QUESTIONS CLIENTS SHOULD ASK COMMERCIAL LITIGATORS (#1): What Is My Case Worth?

Updated: Dec 11, 2020



Commercial Litigators are the lawyers companies and people hire when they have a business dispute. They don’t put up billboards or send letters to your house. You generally aren’t going to see the news van outside the courthouse when they try a case, even a big one. If it’s your trial, it’s the kind of stuff you care about, a lot, but the world will not find it that interesting.

If you have a business dispute, and don’t know a Commercial Litigator, you are probably going to find one by asking people you trust

And you are going to find that there are surprisingly few of us out here. So you call one of those guys up and find yourself sitting in his office talking about the money that’s owed to you or that some other company says you owe it. Before you know it, he’s sending you reams of paper you don’t understand and invoices for his services that you can’t dispute because you don’t have a clue what he’s doing. Then you start thinking of some questions you realize you should have asked at the beginning, but how the heck could you have known what they were?

As a Commercial Litigator, I would rather answer those questions before you hire me

It saves us a lot of time and anguish and helps us form a litigator/client team right at the outset. And, like most things in life, resolving your business dispute is a team effort, or at least it should be.

So, here is the first question I think a client with a business dispute should ask a Commercial Litigator to which he has been referred: what is my case worth?

Commercial Litigators understand this question. This is how we talk to each other. Right after the client leaves our office we call up the attorney who filed the lawsuit (because we usually know each other–remember, there are not that many of us) and ask him this very question, “Hey Ted, what’s this case worth?” We do that to get a feel for how much and what kind of effort we should put into it, how big the case is. No case is “little” in the sense that we won’t do our best, but we just want the effort (and cost to our client) to match up.

Most clients don't have a clear idea of what their case is worth

In my experience, new clients who have been sued (defendants) have not really thought about it (perhaps they would rather not know) and our court rules do not permit the plaintiff to put the actual number in the complaint. The reason for this rule is to keep unethical plaintiffs from using the threat of the filing of a “million dollar lawsuit” as business blackmail.
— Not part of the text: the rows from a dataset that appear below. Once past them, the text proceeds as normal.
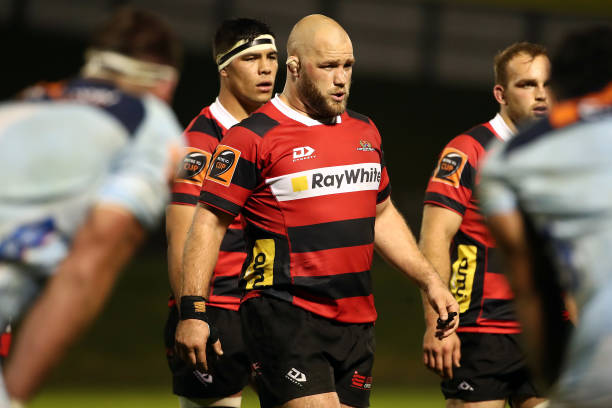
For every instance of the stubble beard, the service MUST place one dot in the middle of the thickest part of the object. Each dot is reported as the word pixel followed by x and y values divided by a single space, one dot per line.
pixel 321 108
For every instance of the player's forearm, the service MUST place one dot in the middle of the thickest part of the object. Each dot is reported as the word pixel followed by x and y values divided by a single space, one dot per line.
pixel 437 253
pixel 201 251
pixel 69 303
pixel 178 221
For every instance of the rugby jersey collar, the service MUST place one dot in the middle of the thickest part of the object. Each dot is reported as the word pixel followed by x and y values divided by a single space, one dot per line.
pixel 297 116
pixel 222 115
pixel 501 128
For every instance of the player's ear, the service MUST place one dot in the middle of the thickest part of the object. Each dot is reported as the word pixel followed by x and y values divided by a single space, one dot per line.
pixel 500 94
pixel 293 64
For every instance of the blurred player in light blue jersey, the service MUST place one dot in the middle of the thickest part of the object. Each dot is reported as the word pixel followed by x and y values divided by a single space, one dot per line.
pixel 85 167
pixel 548 195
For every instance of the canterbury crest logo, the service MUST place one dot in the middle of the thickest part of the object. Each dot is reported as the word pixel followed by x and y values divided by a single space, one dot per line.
pixel 199 307
pixel 303 153
pixel 223 165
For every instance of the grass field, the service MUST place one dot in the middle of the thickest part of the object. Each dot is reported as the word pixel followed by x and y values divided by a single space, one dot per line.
pixel 155 398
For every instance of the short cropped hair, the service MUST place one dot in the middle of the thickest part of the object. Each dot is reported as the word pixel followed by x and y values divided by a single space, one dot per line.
pixel 232 31
pixel 583 62
pixel 139 34
pixel 501 60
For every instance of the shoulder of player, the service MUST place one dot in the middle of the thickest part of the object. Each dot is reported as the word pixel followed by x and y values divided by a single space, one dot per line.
pixel 259 123
pixel 530 134
pixel 204 124
pixel 473 142
pixel 358 117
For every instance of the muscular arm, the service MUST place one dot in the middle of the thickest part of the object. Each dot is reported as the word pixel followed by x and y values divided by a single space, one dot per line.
pixel 201 251
pixel 178 221
pixel 438 228
pixel 395 243
pixel 73 297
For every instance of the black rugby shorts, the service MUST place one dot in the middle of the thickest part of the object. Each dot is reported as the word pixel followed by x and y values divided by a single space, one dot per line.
pixel 492 368
pixel 296 353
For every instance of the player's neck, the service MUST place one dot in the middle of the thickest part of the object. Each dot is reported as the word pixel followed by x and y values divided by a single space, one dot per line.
pixel 291 99
pixel 507 120
pixel 231 104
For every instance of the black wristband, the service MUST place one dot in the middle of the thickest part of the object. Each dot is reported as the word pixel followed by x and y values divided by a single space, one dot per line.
pixel 193 307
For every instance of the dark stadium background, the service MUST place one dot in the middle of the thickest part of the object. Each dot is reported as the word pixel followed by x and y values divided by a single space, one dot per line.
pixel 421 81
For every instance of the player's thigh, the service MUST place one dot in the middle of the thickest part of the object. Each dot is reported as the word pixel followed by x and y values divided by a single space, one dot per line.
pixel 352 348
pixel 231 401
pixel 531 402
pixel 286 352
pixel 326 400
pixel 492 369
pixel 19 287
pixel 456 403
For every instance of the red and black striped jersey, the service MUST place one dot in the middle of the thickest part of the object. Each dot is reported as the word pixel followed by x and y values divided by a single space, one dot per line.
pixel 203 135
pixel 477 281
pixel 308 193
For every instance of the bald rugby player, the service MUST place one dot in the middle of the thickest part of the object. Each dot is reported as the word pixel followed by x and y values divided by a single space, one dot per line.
pixel 308 175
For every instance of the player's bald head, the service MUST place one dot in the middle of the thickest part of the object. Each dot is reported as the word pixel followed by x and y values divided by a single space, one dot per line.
pixel 316 32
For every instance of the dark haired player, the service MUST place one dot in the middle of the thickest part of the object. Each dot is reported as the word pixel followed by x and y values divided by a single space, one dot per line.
pixel 246 57
pixel 546 195
pixel 85 165
pixel 481 365
pixel 309 177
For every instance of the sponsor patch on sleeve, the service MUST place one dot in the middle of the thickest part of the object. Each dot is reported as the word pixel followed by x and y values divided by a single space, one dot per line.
pixel 223 166
pixel 450 167
pixel 192 168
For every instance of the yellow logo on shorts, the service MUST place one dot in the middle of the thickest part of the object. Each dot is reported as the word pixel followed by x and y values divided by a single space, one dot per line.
pixel 260 272
pixel 462 275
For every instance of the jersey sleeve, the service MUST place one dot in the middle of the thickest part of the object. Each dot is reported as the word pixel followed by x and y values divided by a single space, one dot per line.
pixel 454 178
pixel 384 188
pixel 195 161
pixel 234 172
pixel 138 177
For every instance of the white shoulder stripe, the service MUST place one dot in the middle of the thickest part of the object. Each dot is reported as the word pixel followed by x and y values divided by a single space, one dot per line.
pixel 326 181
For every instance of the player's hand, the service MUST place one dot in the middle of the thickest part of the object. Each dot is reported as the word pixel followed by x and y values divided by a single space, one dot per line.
pixel 441 355
pixel 190 342
pixel 444 304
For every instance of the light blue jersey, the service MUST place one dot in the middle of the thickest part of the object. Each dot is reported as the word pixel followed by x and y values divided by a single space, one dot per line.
pixel 560 174
pixel 91 144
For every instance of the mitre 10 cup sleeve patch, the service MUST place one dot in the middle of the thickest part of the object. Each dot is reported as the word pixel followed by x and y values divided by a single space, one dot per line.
pixel 223 166
pixel 450 167
pixel 193 166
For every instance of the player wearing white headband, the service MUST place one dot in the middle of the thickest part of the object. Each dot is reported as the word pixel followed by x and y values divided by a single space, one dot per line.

So, if you are sued the complaint will usually (there are exceptions, there are always exceptions) only say that the damages “are in excess of $25,000.00”. What the case is “worth” to a defendant is the litigator’s estimate of the judgment and/or settlement range the client is facing. That is, what he can expect to pay whether he tries it or settles it.

Conversely, I have found that new clients who have been economically harmed (plaintiffs) are both vastly overestimating their potential damages and vastly underestimating the offset the other guy (the defendant that is) might be entitled to. An offset is the counterclaim the other guy will usually make in Commercial Litigation, because business disputes are generally a messy two-way street. What the case is “worth” to a plaintiff is the amount of recovery that is likely from judgment and/or settlement. That is, what he can expect to get whether he tries it or settles it.

Estimating case value is the lawyer's job

Asking your lawyer to estimate your case's value before you hire him is the best and most direct way for you to find out if he can’t or won’t do it, and whether his valuation of your case is consistent with your expectations.


Finding out a year into litigation that your lawyer thinks that your "million dollar case" is only actually worth $50,000 is not good. So the first question a client should ask a Commercial Litigator is: what is my case worth?